Short Molecular Insulator Based on Quantum Interference
Designing highly insulating sub-nanometer molecules is difficult because tunneling conductance increases exponentially with decreasing molecular length. This challenge is further enhanced by the fact that most molecules cannot achieve full conductance suppression with destructive quantum interference. Here, we present results for a series of small saturated heterocyclic alkanes where we show that conductance is suppressed due to destructive interference. Using the STM-BJ technique and density functional theory calculations, we confirm that their single-molecule junction conductance is lower than analogous alkanes of similar length.
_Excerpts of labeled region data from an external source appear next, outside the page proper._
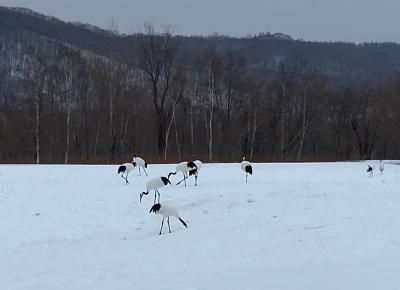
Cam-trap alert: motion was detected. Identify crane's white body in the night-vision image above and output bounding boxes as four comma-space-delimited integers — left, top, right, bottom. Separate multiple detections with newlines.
121, 162, 135, 174
150, 203, 187, 235
132, 155, 147, 176
152, 204, 179, 218
175, 161, 190, 174
240, 160, 251, 172
118, 163, 135, 185
168, 160, 201, 186
379, 160, 385, 174
140, 176, 171, 204
240, 157, 253, 183
146, 177, 165, 191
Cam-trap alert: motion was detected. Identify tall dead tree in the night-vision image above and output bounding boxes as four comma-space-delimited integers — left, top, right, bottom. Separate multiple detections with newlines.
138, 23, 177, 154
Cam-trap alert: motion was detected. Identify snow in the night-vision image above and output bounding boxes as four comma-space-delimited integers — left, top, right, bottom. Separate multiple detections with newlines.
0, 161, 400, 290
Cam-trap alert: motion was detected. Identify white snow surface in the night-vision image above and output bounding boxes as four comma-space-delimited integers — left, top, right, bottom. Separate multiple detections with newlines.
0, 161, 400, 290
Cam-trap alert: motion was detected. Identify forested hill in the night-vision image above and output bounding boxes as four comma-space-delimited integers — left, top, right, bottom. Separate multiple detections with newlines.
0, 7, 400, 163
0, 7, 400, 81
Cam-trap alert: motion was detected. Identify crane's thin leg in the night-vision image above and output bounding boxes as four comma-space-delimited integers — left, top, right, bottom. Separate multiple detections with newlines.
159, 218, 164, 235
121, 173, 126, 184
157, 189, 160, 203
176, 177, 187, 185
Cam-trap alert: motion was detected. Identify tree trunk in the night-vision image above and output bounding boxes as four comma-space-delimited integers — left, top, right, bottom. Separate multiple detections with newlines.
250, 104, 257, 159
35, 95, 40, 164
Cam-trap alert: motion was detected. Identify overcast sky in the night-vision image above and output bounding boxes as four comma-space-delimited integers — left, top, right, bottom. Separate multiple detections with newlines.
0, 0, 400, 42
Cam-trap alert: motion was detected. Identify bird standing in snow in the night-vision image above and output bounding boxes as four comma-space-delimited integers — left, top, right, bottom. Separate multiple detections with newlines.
132, 153, 148, 176
168, 161, 201, 186
140, 176, 171, 204
240, 157, 253, 183
118, 163, 134, 185
379, 160, 385, 175
367, 165, 374, 177
193, 160, 203, 186
150, 203, 187, 235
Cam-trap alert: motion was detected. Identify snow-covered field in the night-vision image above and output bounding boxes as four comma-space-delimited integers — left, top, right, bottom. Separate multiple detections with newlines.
0, 162, 400, 290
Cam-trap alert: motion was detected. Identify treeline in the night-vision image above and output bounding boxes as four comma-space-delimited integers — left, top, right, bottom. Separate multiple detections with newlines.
0, 25, 400, 163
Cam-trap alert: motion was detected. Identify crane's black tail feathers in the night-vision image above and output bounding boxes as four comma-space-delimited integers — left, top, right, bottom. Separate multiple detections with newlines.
189, 168, 197, 176
149, 203, 161, 213
245, 165, 253, 174
168, 172, 176, 179
179, 218, 187, 228
139, 191, 149, 202
118, 165, 126, 174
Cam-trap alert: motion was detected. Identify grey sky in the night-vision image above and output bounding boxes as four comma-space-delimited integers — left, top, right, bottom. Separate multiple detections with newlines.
0, 0, 400, 42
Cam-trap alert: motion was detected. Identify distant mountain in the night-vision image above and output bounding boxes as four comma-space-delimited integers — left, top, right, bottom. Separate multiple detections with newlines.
0, 7, 400, 82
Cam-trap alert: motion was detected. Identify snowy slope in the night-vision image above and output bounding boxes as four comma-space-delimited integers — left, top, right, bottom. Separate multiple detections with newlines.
0, 162, 400, 290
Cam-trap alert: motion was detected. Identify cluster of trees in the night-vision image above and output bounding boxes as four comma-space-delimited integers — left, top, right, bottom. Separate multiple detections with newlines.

We rationalize the suppression of conductance in the junctions through analysis of the computed ballistic current density. We find there are highly symmetric ring currents, which reverse direction at the antiresonance in the Landauer transmission near the Fermi energy. This pattern has not been seen in earlier studies of larger bicyclic systems exhibiting interference effects and constitutes clear-cut evidence of destructive -interference. The finding of heterocyclic alkanes with destructive quantum interference charts a pathway for chemical design of short molecular insulators using organic molecules.